Letterpress, when conducted with care, can look incredibly clean and refined.  I love everything sensory about it: the smells, sounds, & rhythmic movements of presses and typecasters, the organization and repetition of type drawers and the miniscule joy of finding the most obscure and perfect ornamentation, and the ever-exciting trawling through libraries of old graphic blocks. 


The only part I mind is having to keep my hands clean.  But I suppose I can compromise. 




Tuesday, August 19, 2014

An Heirloom in the Make

Back in December I was at a cozy farm in New Hampshire, sheltering from the snow with old family friends and talking about the coming summer.  Bridget, who I have known since childhood, and Ben, who I met then but instantly took to, were planning their marriage in August.  They had seen my work and asked me to make something for them, for the wedding: an object to enter their lives on that day that would be symbolic of the years and lives that had funneled them together, and the corresponding array of actions and story-lines that will spread forward from them in time.  Their awareness of and respect for the presence of a handmade object that can endure for even centuries when cared for means much to me.  Also their requests for symbolic use of material in terms of provenance and association were exactly the creative material I like to work with. 

With these inspirations in mind, I drew up a concept for a skean, an Irish fighting knife native to the 15th and 16th centuries, in honor of Bridget (Mohan) and Ben (Flanagan)'s shared heritage.  I included the materials Ben & Bridget had requested: oak (the sigil of the Flanagan family) and something native to New Hampshire (where Bridget grew up).  These I answered with Irish bog oak, which spent most of its 1000 years as wood submerged in a peat bog being slowly but fully tanned black, and antler from a moose that lived and died in the White Mountains of New Hampshire. 





 I also began to prepare a special steel.  I started with alternating layers of 1095 and 15n20, and folded these roughly to 48 layers.  Then I rotated the billet 90 degrees and folded again to 48 layers.  This was after asking Owen Bush how he goes about making pattern-welded steel that is intended to imitate the ethereal and indecipherable patterns of wootz crucible steel. I really did not succeed in doing what he does, but continued to follow his directions to make something new to me: this billet folded in two planes was then "laddered", which means many grooves cut into each side for pattern disruption and then forged flat again.

The surface of the material is then smooth but the currents within it are roiling and turbulent, like ink dripped into a glass of clear water.  Some semblance of this is visible in the fire-scale on the red-hot billet pictured above.

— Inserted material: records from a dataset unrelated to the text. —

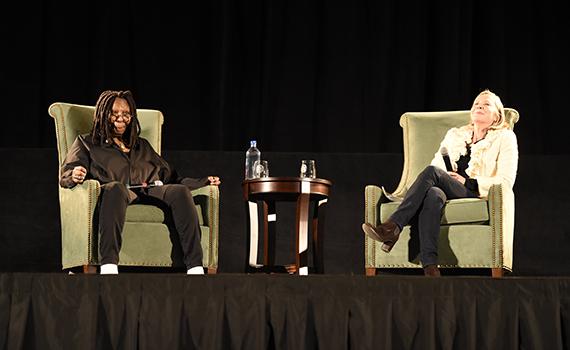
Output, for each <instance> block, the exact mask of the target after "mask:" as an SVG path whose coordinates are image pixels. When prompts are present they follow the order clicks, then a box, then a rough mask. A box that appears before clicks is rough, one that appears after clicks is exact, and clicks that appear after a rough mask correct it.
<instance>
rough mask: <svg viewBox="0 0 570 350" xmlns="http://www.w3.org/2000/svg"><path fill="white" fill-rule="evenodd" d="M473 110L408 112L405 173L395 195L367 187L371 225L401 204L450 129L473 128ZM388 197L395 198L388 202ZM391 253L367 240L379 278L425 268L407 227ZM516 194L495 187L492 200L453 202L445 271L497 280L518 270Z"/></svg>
mask: <svg viewBox="0 0 570 350" xmlns="http://www.w3.org/2000/svg"><path fill="white" fill-rule="evenodd" d="M505 114H506V120H507V122H508V123H509V125H510V127H511V129H512V128H513V127H514V125H515V123H516V122H517V121H518V119H519V114H518V112H517V111H516V110H514V109H511V108H505ZM469 121H470V111H446V112H418V113H405V114H404V115H402V117H401V118H400V125H401V127H402V129H403V138H404V169H403V172H402V178H401V180H400V183H399V185H398V187H397V188H396V190H395V191H394V192H393V193H392V194H391V195H390V194H388V193H386V192H385V191H384V190H383V188H382V187H381V186H376V185H368V186H366V188H365V214H364V215H365V218H364V220H365V222H367V223H370V224H373V225H378V224H380V223H383V222H384V221H385V220H387V219H388V218H389V217H390V215H391V214H392V213H393V212H394V211H395V210H396V208H397V207H398V205H399V200H401V198H403V197H404V195H405V194H406V191H407V190H408V188H409V187H410V186H411V185H412V183H413V182H414V180H415V179H416V177H417V175H418V174H419V173H420V172H421V171H422V170H423V169H424V168H425V167H426V166H427V165H429V164H430V162H431V160H432V158H433V155H434V154H435V153H436V152H437V150H438V149H439V145H440V142H441V140H442V139H443V137H444V136H445V133H446V132H447V130H449V129H450V128H452V127H458V126H463V125H466V124H468V123H469ZM388 196H390V197H391V196H394V197H395V198H391V199H392V200H390V199H388ZM400 235H401V236H400V239H399V240H398V243H397V244H396V245H395V246H394V248H393V249H392V251H391V252H390V253H385V252H383V251H382V250H381V249H380V246H381V243H378V242H375V241H374V240H372V239H370V238H368V236H366V235H365V238H364V239H365V242H364V247H365V253H364V255H365V268H366V274H367V275H375V274H376V269H378V268H390V269H393V268H419V267H421V264H420V262H419V257H418V255H419V243H418V239H417V237H416V238H413V236H414V235H412V237H411V236H410V226H406V227H404V229H403V230H402V232H401V234H400ZM513 235H514V194H513V191H512V189H511V188H505V186H502V185H493V186H492V187H491V189H490V190H489V195H488V197H487V198H463V199H453V200H448V201H447V203H446V204H445V207H444V209H443V215H442V218H441V230H440V236H439V251H438V255H439V266H440V267H441V268H490V269H492V270H491V274H492V276H494V277H501V276H502V275H503V269H505V270H508V271H512V265H513V263H512V262H513Z"/></svg>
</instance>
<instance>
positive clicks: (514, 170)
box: [431, 125, 519, 197]
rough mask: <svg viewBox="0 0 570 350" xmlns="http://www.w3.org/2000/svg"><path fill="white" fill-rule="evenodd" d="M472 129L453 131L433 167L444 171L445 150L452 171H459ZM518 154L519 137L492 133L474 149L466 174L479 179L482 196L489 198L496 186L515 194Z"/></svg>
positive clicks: (445, 137)
mask: <svg viewBox="0 0 570 350" xmlns="http://www.w3.org/2000/svg"><path fill="white" fill-rule="evenodd" d="M472 135H473V127H472V126H471V125H466V126H463V127H460V128H452V129H450V130H449V131H448V132H447V134H446V135H445V137H444V138H443V141H441V144H440V148H439V149H438V151H437V152H436V153H435V156H434V158H433V160H432V162H431V164H432V165H434V166H437V167H440V168H442V169H445V163H444V161H443V157H442V156H441V153H440V151H439V150H440V149H441V147H446V148H447V150H448V153H449V159H450V160H451V165H452V166H453V169H457V161H458V160H459V157H460V156H461V155H465V154H466V153H467V144H468V143H470V142H471V138H472ZM518 161H519V152H518V146H517V137H516V135H515V133H514V132H513V131H512V130H509V129H497V130H493V129H490V130H489V131H488V132H487V135H486V136H485V138H484V139H482V140H481V141H479V142H477V143H475V144H473V145H471V159H470V161H469V166H468V167H467V169H466V170H465V172H466V173H467V175H469V177H470V178H473V179H476V180H477V183H478V185H479V196H480V197H487V194H488V192H489V188H490V187H491V185H493V184H502V185H503V186H504V187H506V188H508V189H509V190H511V191H512V188H513V185H514V184H515V179H516V176H517V168H518Z"/></svg>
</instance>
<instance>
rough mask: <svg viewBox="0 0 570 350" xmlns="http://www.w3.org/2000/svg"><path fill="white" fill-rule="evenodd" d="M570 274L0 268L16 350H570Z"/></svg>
mask: <svg viewBox="0 0 570 350" xmlns="http://www.w3.org/2000/svg"><path fill="white" fill-rule="evenodd" d="M569 293H570V280H569V279H568V278H561V279H552V278H541V279H538V278H536V279H534V278H533V279H525V278H518V279H517V278H505V279H503V280H497V279H491V278H467V277H462V278H444V279H433V278H423V277H407V278H406V277H403V278H390V277H380V276H378V277H376V278H373V277H364V276H306V277H293V276H277V275H261V276H260V275H257V276H251V275H242V274H237V275H218V276H207V277H204V276H185V275H177V276H173V275H162V274H156V275H152V274H142V275H139V274H131V275H126V276H66V275H62V274H0V308H1V309H2V310H3V311H4V312H2V313H0V348H4V347H5V348H6V349H58V350H59V349H105V350H107V349H140V350H146V349H152V350H154V349H224V350H225V349H248V350H249V349H299V350H301V349H331V350H336V349H410V350H415V349H421V350H435V349H465V350H471V349H473V350H479V349H505V350H506V349H509V350H510V349H513V350H515V349H533V350H534V349H536V350H552V349H556V350H563V349H568V347H569V345H570V344H569V336H570V328H569V327H568V323H569V322H570V300H569V298H568V295H569Z"/></svg>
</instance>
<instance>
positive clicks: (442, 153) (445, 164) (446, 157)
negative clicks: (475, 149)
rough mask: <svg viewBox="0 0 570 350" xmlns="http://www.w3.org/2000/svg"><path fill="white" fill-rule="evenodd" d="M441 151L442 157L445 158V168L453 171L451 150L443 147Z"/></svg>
mask: <svg viewBox="0 0 570 350" xmlns="http://www.w3.org/2000/svg"><path fill="white" fill-rule="evenodd" d="M439 153H441V157H442V158H443V162H444V163H445V169H447V171H453V167H452V166H451V160H450V159H449V152H447V148H446V147H442V148H441V149H440V150H439Z"/></svg>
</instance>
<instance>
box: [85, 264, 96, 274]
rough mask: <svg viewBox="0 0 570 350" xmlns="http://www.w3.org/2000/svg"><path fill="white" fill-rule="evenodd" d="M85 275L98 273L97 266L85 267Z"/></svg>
mask: <svg viewBox="0 0 570 350" xmlns="http://www.w3.org/2000/svg"><path fill="white" fill-rule="evenodd" d="M83 273H88V274H94V273H97V266H95V265H83Z"/></svg>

The next part is the less classically poetic but equally as enjoyable and beautiful to one who loves this process as much as I do.  It was careful, slow, shaping by abrasion: filing and grinding is like the action of glaciers over mountains, slowly scraping built up accumulations down to the white bedrock.  It is also like chiseling a statue from a block of stone: a million variations on a form are dormant in this block that can no longer be manipulated plastically, and you will choose one (or it will choose itself). 

I ground a single-bevel pointy blade with a false edge on the portion of the back by the tip (which is just a beveled bit on the unbeveled side)


From there on, the blade was a challenging but ultimately triumphant series of issues.  It warped drastically in hardening, but after tempering it, I was able to grind it back to straight and true.  Then I carved and fitted the handle of bog-oak, moose antler, and copper.  It was ready to be brought  to final finish, etched to reveal the pattern, and assembled.